The stats that prove Liverpool’s defensive shortcomings are widely exaggerated

14 May 2018

An easy assumption to make this season is that Liverpool are weak defensively, but statistics prove that opinion to be wide of the mark.


The Reds are famed for their vibrant attacking football under Jurgen Klopp, with the front three of Mohamed Salah, Sadio Mane and Roberto Firmino very much the players who define this team.

Due to their expansive nature, and some high-profile defensive collapses, many believe Liverpool to be poor at the back, with goals leaked at an alarming rate.

End-of-season figures prove otherwise, however, with analyst Andrew Beasley revealing a eye-opening statistic after Sunday’s 4-0 win over Brighton at Anfield.

Incredibly, after the 4-1 loss at Tottenham back in October—one of the low points of the season—the Reds conceded the fewest goals in the Premier League.

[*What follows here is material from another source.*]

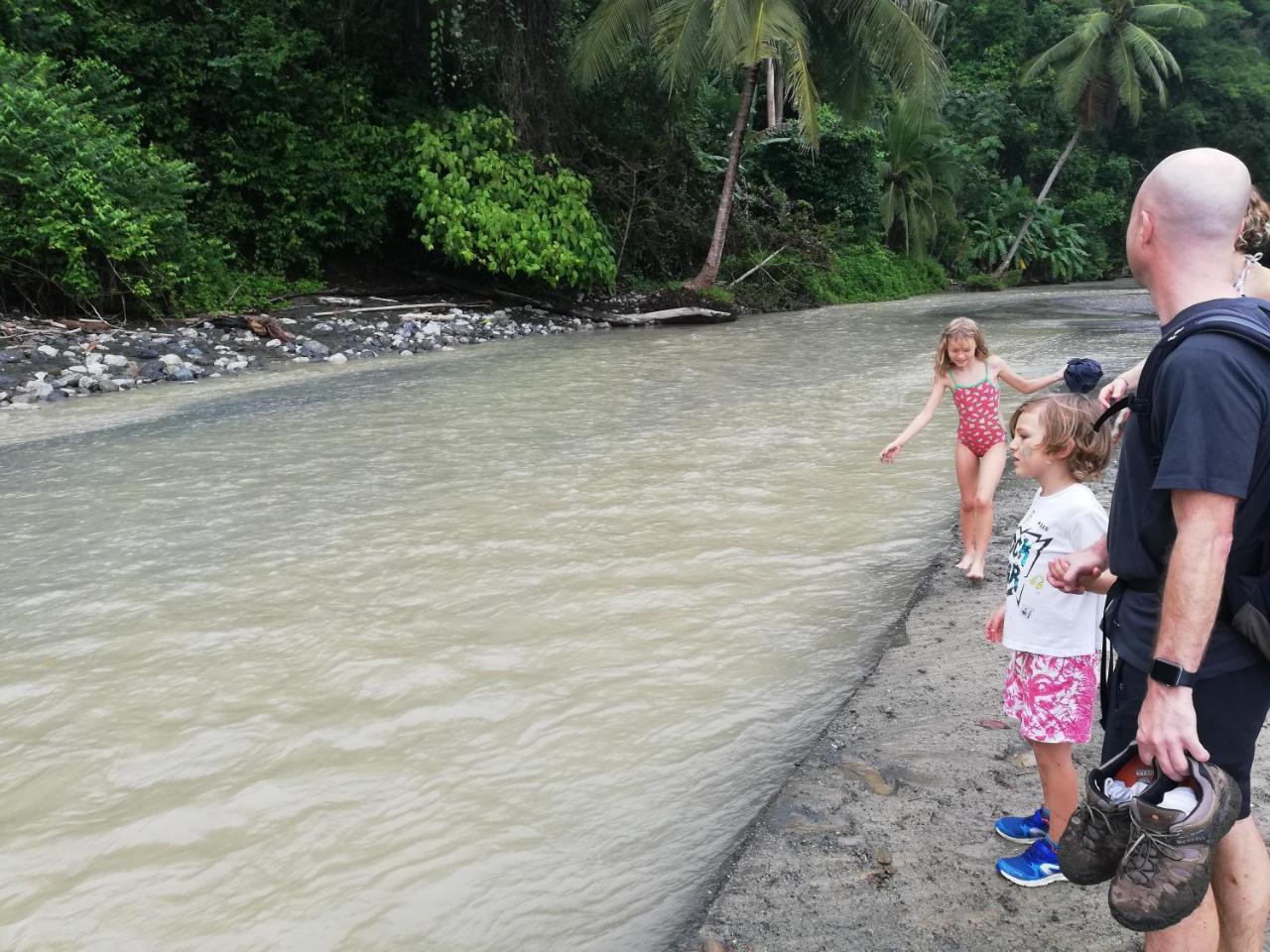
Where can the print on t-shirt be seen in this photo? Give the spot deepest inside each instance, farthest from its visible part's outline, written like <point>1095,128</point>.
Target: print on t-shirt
<point>1024,555</point>
<point>1040,619</point>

The Wembley meltdown was just the ninth match of the campaign, meaning they went the next 29 games with a better record than much-praised defensive units Man United, Tottenham and Chelsea, as well as runaway champions Man City.

Liverpool let in just 22 goals in that time, at an average of 0.75 per game, with City next up having conceded 23.

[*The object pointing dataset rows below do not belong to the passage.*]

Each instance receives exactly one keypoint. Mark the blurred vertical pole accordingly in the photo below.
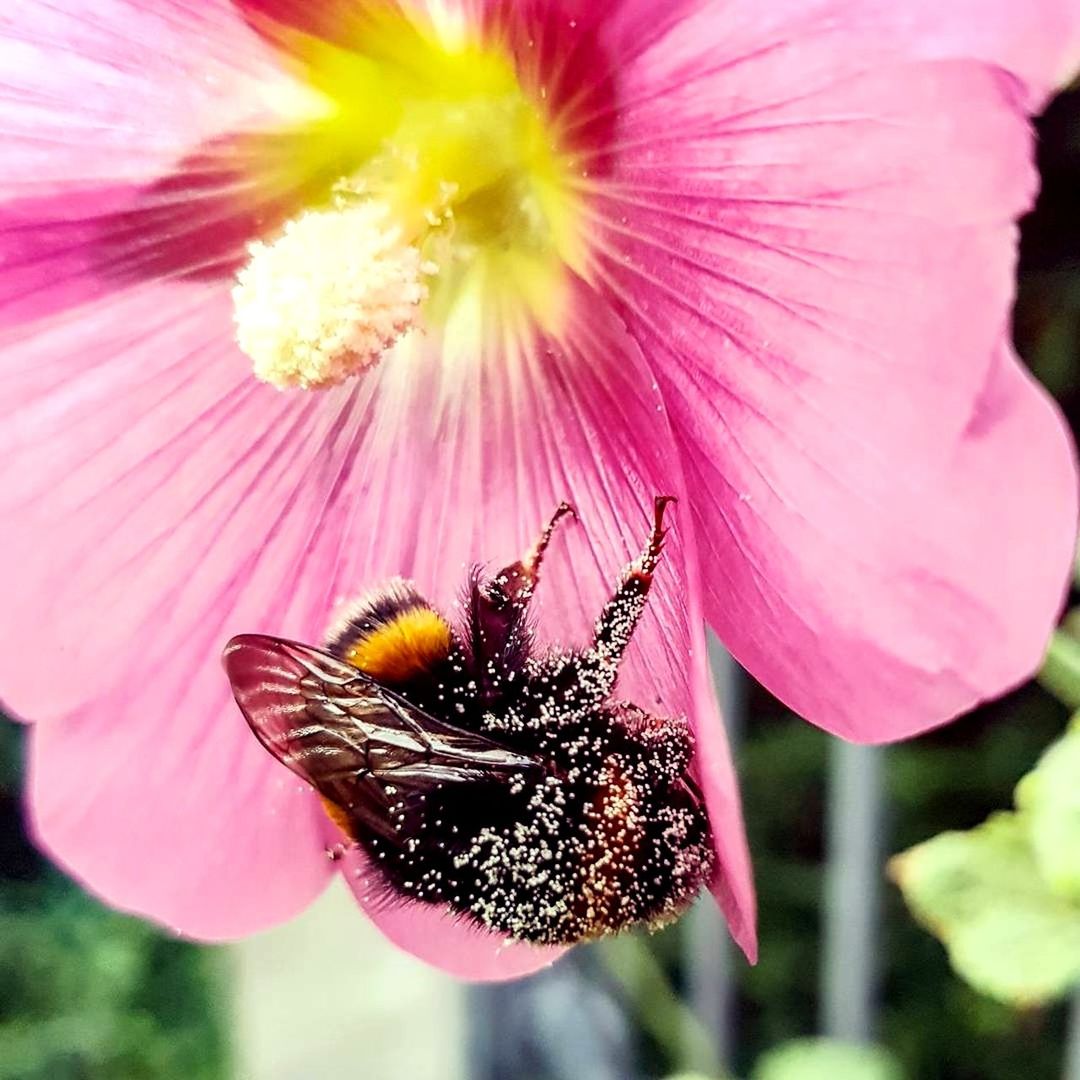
(561, 1024)
(1072, 1040)
(709, 957)
(853, 871)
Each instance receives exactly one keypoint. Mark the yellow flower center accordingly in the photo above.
(456, 218)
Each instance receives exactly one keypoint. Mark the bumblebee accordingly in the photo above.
(484, 774)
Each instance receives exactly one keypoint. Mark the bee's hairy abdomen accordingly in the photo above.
(609, 836)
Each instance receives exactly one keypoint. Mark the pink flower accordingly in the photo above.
(757, 255)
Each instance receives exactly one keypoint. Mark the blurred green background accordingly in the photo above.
(90, 995)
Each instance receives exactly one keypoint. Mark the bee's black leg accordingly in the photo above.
(336, 852)
(621, 613)
(518, 580)
(498, 631)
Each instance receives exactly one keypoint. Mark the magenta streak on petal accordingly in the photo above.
(819, 264)
(442, 940)
(255, 517)
(192, 223)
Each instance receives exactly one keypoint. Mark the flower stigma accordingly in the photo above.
(455, 219)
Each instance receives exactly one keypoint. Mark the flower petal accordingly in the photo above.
(820, 260)
(509, 436)
(109, 91)
(879, 601)
(1038, 42)
(157, 798)
(458, 948)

Many will point to the arrival of Virgil van Dijk as the catalyst for this impressive run, but although the Dutchman has been magnificent since his record-breaking January switch, it is not all down to him.

Fourteen of those 29 matches were played before he made his league debut, and Liverpool’s goal was breached on only nine occasions in that time. A third of those came in the 3-3 draw at Arsenal.

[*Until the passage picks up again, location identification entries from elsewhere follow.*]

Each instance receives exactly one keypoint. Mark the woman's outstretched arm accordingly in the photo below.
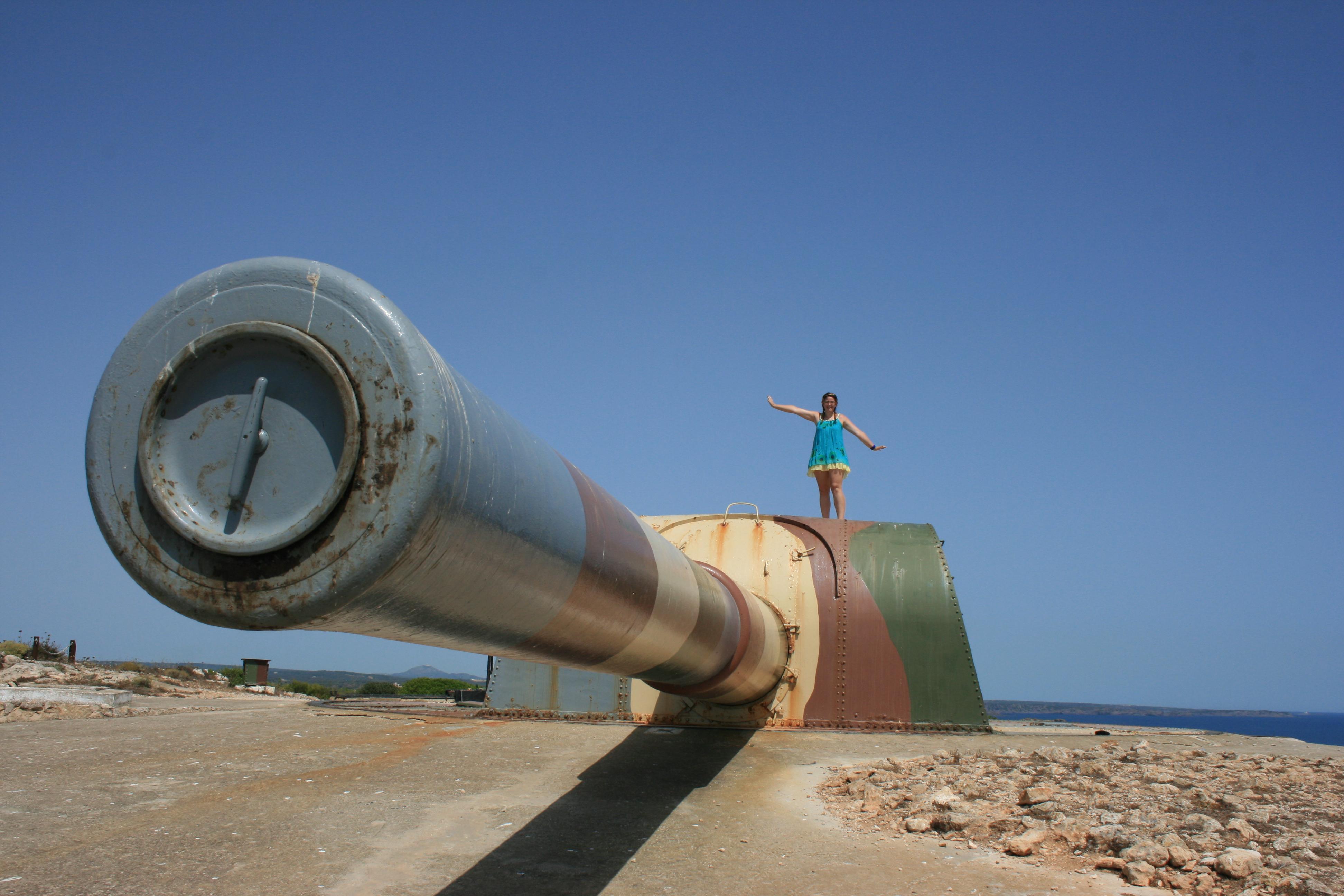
(864, 437)
(791, 409)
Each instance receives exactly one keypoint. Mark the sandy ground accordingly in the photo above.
(269, 796)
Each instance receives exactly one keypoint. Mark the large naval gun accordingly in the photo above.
(276, 447)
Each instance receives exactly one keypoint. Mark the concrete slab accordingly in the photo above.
(65, 694)
(267, 796)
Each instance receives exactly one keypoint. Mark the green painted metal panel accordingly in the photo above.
(905, 570)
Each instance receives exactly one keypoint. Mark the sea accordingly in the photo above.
(1315, 727)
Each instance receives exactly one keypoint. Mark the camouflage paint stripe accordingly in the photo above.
(616, 590)
(902, 565)
(714, 684)
(717, 629)
(674, 620)
(876, 676)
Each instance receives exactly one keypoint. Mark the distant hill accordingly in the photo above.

LIVERPOOL, ENGLAND - Sunday, May 13, 2018: Liverpool's manager Jürgen Klopp applauds the supporters as the players perform a lap of honour after the FA Premier League match between Liverpool FC and Brighton & Hove Albion FC at Anfield. Liverpool won 4-0. (Pic by David Rawcliffe/Propaganda)

This goes to show how lazy some opinions can be, and it is so pleasing to see the Reds improving all the time defensively with Klopp in charge.

There is a tendency for occasional defensive mishaps, most notably in dodgy outings away to Sevilla, Arsenal and Roma, which may be part of the reason for Liverpool being overly criticised in that area.

But they are far from the disaster area that they are painted as at the back, and Klopp doesn’t receive the praise he deserves for the way sets his side up.

Improvements must still be made, of course—there are times when Liverpool look too easy to get through—but they are getting better all the time.